My brothers worked for the Bill Rice Ranch, a camp in Murfreesboro, Tennessee that was started by a family who had a deaf daughter who they wanted to teach about Jesus. She started bringing her friends home who also wanted to learn about Jesus. So they started like a cowboy camp where deaf children could come for free and ride horses. My brothers went there every summer when I was a girl, and they worked for about three months each summer just to interact with the deaf.

And then my brother married a girl whose mother was deaf. Before the wedding, my dad went to the bookstore and bought all of these books and videos about American Sign Language. He put them on the table and told me to learn quickly because the wedding was coming, and he wanted us to communicate with the mother of the bride. So I watched some of those videos, but never with the intention of being an interpreter. It was not near the passion I have now of being fully able to communicate the gospel to these people in their own language.

But it was a seed planted!

It was. The Lord just always seemed to keep us aware that there was a deaf world out there.

And Chris recently shared with me that when he was in sixth grade, there was a deaf girl that had an interpreter—doing what I do everyday. Going to school, sitting in class to interpret for a student. The Lord was planting a seed in Chris’s heart, too, for the deaf.

Chris was the one who found an article in the Namibian newspaper that was advertising free Namibian Sign Language lessons. Chris encouraged me to go these lessons. If the seed wasn’t planted in his heart as well, I never would have done it. If Chris didn’t have a passion to reach the deaf, I wouldn’t be so free to be able to go to class, study, and put hours and hours and hours into learning something. I recently heard a musician who was talking to children about playing an instrument, and he said you need about 10,000 hours of practice before you get good at something. If I didn’t have a supportive husband in Chris who allows me the 10,000 hours to learn, it just wouldn’t happen. It’s a team effort.

What do you like about working with SIM (Serving In Mission)?

SIM is a great support system. It’s a team effort in a lot of areas. They’ve been around a long time, and they know the ropes. I feel secure with them. You know, when we were young, we did it as independent missionaries. We did a lot of stuff on our own. But it’s nice as we get older, still wanting to serve the Lord, to know that as a team, we can do more. When we’re weak in one area, another part of our team can be strong. And when they’re not having the charity or wisdom in one area, we can be there for that. Being there on a team in Namibia is going to be different than when we were there as church planters, just the two of us.

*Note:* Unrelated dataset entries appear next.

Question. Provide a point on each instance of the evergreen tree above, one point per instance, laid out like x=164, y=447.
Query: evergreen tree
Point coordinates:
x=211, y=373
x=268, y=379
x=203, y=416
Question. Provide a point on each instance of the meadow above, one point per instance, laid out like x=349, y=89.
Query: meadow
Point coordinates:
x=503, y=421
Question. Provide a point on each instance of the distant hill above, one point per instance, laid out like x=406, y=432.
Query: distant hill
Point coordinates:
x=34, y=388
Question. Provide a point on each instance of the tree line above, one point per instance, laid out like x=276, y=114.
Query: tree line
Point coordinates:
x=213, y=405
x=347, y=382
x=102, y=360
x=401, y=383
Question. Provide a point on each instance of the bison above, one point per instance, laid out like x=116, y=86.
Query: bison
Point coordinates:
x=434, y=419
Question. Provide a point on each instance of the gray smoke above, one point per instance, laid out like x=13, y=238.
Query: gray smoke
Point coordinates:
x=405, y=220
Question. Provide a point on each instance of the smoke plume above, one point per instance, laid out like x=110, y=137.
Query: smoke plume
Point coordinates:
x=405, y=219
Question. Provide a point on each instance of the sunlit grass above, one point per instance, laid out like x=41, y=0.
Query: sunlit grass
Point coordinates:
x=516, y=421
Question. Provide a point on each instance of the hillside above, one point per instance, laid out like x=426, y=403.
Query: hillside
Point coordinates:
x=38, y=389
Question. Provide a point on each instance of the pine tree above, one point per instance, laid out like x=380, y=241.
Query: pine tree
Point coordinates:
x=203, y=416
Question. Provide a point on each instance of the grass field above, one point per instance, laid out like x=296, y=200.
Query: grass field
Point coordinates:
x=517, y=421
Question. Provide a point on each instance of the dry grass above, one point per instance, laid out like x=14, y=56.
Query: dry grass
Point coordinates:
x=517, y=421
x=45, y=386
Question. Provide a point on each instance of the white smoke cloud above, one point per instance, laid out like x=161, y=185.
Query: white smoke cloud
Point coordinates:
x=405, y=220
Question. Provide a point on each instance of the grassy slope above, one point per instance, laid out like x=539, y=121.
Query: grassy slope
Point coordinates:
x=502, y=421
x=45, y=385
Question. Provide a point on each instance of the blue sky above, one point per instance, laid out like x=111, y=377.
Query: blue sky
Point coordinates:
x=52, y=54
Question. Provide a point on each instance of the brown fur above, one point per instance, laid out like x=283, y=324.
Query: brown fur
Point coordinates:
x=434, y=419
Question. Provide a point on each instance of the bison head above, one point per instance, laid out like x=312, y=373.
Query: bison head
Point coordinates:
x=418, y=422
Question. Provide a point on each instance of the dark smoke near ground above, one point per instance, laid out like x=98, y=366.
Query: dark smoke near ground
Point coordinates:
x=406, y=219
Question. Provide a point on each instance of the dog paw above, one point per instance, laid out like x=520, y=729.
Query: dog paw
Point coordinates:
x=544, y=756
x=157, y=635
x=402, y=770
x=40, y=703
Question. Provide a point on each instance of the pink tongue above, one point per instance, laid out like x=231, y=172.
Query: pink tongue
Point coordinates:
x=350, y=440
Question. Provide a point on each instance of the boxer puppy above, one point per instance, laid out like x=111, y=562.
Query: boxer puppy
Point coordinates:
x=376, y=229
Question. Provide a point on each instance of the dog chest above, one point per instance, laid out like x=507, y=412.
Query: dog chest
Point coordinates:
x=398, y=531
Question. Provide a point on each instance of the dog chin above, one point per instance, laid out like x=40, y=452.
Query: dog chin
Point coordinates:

SIM also has a lot of elderly missionaries who are still serving. They’re like, “Now that you’re older and not as physically able, we can still use you in this position.” So I feel like there’s a real future with SIM, that I can continue to serve the Lord no matter how old I am.

What is your timeline in reaching Namibia and what challenges do you face in getting there?

My goal is to have our support raised by August 12. That’s coming up!

Paperwork in Namibia can take quite a while. But once we get 80 percent of our support, then they really start focusing on the paperwork and getting that going for us. So I’m hoping by August 12, we do have at least 80 percent or our support and then hopefully be on the field by the end of the year.